15 April 2008

On pizza, guanciale and wine

I never know what wine to drink with pizza. I have had a long fondness for beer with my pizza, but generally only draft beer, for reasons I cannot explain except that I drank a lot of draft in West Philadelphia, Princeton and Highwood (Ill.) bars with pizza in the 1980’s and 1990’s. The beer wasn't usually very good (Rolling Rock, Stroh’s), but then neither was the ‘za (an old Nassauian bit of slang, that); still, they seemed to do well together. (The Blatz dark at Buffo’s in Highwood especially so.)

But when confronted with good pizza, I am often at a loss. (I should say right away that none of this applies to Chicago deep-dish pizza, which is a huge favorite of mine and goes well with beer, almost any beer [I like Goose Island or Old Style]; I couldn’t imagine drinking wine with deep-dish.) Good, thin-crust, wood- or coal-oven baked pizza: I love it. What wine goes with it?

I don’t know. I’ve tried Chianti, Beaujolais-Villages, Chinon, Lambrusco, Uruguayan tannat, Cotes de Provence rose, Zinfandel, even cava, and nothing seems to be spot-on. A good lager or pilsner are, but I’d love to find a wine to match.

So when confronted with a wood-baked thin-crust pie topped with homemade guanciale (cured meat from the pig’s jowl) and egg in Brooklyn recently, I hoped I had found my answer in a well-aged (2000) Barbera d’Asti from a friend’s cellar.

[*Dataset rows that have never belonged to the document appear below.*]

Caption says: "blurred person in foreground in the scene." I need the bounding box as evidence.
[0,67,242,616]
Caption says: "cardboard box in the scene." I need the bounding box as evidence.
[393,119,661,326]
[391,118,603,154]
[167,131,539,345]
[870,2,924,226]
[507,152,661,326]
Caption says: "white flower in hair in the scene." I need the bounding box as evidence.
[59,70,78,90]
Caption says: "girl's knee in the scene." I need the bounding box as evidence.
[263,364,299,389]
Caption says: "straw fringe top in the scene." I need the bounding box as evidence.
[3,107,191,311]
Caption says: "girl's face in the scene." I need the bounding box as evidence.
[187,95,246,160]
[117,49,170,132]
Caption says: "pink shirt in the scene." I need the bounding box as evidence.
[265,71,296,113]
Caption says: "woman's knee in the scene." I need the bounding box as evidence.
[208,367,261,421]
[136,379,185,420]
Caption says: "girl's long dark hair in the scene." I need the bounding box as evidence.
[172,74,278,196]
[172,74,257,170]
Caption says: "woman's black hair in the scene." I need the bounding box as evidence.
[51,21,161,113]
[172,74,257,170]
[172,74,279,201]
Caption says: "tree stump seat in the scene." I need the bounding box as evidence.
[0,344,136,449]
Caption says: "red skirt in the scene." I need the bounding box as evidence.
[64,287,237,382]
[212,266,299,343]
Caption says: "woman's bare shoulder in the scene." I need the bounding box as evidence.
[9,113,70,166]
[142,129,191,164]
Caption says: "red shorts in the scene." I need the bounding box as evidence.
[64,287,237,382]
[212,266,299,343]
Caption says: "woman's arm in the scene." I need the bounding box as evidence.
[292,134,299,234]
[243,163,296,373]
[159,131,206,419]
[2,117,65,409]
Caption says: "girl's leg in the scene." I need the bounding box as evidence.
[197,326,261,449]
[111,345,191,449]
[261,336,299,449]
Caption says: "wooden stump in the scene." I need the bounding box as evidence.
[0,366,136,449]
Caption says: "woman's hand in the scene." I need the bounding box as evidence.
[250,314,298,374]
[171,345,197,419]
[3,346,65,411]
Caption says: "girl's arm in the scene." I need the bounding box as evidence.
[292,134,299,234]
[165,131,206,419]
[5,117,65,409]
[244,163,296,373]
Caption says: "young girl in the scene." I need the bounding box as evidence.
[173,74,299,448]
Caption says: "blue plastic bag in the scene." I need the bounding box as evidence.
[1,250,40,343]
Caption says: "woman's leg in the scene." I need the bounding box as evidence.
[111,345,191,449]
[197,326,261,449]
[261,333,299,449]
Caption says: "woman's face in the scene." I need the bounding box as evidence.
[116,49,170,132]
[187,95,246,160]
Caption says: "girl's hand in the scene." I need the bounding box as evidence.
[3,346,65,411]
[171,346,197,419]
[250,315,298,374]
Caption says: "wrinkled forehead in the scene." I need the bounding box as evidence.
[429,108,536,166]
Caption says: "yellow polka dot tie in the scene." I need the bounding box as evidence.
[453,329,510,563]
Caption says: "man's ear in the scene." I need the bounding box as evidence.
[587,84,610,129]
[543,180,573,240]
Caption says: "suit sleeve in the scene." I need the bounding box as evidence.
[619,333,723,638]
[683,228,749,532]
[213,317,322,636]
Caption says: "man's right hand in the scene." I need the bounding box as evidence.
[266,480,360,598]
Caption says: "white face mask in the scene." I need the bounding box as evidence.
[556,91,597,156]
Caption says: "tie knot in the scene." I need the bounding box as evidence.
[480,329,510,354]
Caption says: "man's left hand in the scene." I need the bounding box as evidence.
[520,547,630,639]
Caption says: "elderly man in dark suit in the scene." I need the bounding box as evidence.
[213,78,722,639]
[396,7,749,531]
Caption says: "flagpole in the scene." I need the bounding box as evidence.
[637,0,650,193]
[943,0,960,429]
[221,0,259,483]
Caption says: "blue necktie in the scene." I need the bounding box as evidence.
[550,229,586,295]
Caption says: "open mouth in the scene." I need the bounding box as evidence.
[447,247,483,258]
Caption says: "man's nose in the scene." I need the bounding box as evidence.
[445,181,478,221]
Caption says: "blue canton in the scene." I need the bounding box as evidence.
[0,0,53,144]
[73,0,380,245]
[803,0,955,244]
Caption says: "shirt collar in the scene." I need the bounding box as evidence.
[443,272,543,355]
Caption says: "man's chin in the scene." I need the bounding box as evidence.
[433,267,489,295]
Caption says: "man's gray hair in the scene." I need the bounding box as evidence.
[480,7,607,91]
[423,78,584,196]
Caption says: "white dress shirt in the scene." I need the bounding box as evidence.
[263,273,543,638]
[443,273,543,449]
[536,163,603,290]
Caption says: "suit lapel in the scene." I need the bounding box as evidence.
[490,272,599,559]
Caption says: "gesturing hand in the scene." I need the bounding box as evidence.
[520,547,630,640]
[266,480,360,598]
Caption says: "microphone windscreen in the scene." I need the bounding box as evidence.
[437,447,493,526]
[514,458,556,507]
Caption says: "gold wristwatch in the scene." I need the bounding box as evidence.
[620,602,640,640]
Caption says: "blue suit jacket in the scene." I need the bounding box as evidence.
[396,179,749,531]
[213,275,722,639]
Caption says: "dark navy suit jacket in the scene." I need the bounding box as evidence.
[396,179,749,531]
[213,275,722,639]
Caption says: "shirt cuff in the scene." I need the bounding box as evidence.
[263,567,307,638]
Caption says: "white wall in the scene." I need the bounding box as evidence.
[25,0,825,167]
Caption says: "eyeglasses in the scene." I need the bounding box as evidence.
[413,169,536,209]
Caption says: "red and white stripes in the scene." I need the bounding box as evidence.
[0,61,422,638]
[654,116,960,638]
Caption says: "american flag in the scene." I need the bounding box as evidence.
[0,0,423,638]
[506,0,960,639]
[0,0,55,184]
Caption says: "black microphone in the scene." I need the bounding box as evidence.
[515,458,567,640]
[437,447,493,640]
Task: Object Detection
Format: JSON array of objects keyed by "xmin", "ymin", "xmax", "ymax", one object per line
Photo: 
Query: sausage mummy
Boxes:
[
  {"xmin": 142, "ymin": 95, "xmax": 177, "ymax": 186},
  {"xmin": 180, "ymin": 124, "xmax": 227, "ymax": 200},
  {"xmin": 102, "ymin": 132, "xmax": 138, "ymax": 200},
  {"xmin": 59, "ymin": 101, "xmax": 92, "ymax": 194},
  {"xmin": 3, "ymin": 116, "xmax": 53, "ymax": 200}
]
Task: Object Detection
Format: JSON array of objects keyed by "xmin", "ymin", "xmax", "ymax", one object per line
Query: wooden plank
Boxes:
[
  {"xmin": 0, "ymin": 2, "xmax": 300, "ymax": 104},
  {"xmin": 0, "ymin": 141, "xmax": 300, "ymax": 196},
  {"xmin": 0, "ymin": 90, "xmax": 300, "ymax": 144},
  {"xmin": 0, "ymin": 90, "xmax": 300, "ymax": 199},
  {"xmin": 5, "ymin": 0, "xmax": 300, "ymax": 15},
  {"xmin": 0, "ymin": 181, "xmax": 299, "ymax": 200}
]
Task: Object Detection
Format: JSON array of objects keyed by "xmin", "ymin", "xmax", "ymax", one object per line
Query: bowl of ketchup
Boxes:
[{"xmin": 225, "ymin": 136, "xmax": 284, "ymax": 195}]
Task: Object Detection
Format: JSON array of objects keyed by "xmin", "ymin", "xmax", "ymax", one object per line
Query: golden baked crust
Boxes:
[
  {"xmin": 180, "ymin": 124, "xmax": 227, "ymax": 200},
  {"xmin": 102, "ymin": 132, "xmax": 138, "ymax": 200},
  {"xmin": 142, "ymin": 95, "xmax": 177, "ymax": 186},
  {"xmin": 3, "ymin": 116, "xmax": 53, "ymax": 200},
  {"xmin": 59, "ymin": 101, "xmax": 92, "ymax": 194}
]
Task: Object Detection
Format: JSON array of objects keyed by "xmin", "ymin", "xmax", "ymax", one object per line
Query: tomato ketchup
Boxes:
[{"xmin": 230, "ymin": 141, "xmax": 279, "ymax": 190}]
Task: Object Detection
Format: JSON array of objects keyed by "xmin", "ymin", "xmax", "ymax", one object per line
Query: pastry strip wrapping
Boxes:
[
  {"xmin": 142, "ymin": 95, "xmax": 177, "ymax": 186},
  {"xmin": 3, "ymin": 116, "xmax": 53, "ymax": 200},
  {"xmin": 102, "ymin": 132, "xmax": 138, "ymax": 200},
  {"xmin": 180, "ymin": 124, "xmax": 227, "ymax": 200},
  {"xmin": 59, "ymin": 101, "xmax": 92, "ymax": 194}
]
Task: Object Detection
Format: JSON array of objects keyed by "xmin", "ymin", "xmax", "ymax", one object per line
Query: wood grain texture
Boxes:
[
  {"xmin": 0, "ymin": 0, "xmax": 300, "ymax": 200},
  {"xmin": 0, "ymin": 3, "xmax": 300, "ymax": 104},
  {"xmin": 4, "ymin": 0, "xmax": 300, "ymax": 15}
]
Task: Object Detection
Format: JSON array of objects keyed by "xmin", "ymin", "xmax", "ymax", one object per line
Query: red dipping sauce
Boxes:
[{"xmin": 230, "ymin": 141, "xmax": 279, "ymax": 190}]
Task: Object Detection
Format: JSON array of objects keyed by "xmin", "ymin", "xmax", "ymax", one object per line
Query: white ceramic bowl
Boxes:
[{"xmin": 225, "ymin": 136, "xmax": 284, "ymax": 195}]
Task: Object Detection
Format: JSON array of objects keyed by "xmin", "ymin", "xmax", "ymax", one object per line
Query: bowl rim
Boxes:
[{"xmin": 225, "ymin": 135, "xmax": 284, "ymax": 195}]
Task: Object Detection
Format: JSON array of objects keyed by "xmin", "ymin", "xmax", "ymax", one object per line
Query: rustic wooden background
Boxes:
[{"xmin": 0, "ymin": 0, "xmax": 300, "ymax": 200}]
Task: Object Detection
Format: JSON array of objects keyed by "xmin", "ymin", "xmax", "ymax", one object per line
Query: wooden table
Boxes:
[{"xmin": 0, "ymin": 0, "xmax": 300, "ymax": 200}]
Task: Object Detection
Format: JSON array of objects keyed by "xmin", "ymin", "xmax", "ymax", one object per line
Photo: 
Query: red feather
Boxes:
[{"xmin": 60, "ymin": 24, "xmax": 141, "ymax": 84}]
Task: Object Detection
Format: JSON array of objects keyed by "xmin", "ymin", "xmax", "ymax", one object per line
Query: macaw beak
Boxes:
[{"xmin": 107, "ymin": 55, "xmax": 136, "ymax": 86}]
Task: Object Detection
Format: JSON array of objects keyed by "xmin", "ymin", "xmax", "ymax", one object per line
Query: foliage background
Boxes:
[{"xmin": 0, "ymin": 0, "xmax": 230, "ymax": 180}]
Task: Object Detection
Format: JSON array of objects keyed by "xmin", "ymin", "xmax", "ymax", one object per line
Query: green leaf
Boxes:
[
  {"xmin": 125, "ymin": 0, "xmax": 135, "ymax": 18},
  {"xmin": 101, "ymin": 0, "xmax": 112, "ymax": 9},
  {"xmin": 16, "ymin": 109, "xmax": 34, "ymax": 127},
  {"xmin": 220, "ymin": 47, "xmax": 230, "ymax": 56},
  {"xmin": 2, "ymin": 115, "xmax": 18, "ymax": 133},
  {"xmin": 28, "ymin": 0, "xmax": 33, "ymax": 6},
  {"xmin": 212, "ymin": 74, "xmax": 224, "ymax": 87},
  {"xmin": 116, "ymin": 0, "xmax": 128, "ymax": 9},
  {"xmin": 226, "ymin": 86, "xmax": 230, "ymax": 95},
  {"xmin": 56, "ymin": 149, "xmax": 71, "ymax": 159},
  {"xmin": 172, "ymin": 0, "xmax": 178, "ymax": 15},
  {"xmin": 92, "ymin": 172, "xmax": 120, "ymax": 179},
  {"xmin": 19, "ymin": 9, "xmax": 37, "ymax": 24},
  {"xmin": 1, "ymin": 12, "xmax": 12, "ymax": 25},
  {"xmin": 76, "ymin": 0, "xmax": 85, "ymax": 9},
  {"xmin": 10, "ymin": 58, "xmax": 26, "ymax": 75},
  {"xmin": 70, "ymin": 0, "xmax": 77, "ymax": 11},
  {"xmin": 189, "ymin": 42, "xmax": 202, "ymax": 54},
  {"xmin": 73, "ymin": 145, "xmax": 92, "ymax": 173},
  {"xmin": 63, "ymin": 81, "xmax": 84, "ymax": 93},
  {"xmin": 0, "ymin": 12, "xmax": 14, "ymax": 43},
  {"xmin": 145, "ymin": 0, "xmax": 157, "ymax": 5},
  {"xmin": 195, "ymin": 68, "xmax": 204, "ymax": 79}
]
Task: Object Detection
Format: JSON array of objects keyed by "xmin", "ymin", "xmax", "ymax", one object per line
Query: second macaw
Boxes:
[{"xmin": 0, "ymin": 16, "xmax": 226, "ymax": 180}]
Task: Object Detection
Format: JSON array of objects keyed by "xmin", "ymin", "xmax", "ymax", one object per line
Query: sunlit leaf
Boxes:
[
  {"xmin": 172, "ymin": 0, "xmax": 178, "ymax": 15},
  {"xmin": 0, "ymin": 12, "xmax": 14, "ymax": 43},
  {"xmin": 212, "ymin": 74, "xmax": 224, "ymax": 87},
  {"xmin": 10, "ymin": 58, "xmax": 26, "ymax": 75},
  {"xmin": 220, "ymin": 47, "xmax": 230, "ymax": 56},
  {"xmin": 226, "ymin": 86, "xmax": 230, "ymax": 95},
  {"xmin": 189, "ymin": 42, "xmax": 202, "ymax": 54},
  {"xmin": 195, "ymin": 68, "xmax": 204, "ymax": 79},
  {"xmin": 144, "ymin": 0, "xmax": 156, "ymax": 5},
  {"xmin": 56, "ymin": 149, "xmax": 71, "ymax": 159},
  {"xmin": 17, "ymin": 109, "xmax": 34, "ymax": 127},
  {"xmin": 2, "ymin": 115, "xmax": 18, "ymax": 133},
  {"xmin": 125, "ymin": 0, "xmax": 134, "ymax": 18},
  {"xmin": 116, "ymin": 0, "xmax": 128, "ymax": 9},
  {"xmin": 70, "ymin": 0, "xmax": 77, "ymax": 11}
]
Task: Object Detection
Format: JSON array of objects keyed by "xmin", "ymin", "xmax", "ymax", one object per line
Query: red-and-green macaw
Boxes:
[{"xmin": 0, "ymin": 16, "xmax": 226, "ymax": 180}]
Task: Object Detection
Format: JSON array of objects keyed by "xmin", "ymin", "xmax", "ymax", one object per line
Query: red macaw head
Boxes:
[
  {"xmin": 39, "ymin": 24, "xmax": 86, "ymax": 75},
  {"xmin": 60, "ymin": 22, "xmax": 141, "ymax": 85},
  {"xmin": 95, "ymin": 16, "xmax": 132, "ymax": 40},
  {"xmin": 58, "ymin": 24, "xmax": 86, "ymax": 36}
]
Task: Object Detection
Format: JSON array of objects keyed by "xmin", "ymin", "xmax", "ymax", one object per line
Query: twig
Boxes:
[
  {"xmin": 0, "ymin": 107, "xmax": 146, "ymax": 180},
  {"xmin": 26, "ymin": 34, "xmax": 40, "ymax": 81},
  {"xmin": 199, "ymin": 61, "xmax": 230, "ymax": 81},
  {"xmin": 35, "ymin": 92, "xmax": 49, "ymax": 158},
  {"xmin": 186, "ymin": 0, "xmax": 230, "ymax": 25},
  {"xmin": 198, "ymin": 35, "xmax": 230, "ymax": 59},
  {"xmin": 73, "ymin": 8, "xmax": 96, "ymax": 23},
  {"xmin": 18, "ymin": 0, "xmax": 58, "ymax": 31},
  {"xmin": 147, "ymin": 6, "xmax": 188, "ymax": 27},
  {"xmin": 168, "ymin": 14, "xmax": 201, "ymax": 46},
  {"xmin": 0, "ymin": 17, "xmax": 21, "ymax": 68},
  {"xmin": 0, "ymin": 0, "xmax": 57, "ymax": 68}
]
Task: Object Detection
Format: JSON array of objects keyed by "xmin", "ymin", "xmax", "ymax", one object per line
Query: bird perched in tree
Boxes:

Verdict: outstanding pizza, good wine, bad match, again. Sigh. Pizza rocked, tangy, spicy, the meat, a real revelation, never had it before, like luxury bacon spiked with cloves, the egg a neat touch, loved the tomatoes and the tangy cheese slathered on the almost-perfect crust (a little soft in the center but the edges, woof).

The wine, from Prunotto, was dark, inky, austere, deep, not a whole lot of fruit, tannic, gripping, dry in that thirst-inducing way Piedmontese wines can be. Together, they quarreled, the pizza’s fresh flavors warring with the wine’s deep austerity. The wine needed mushrooms, or spicy meat. The pizza needed, well, I’d have settled for some of that old Blatz Dark with it, I think. The hunt continues.

2000 Prunotto Barbera d'Asti: **1/2 (at Roberta’s [well worth a visit at the Morgan Ave. L train stop, get pizza, chocolate-amoretto cake and the cheese plate] Bushwick, Brooklyn, 4/2008).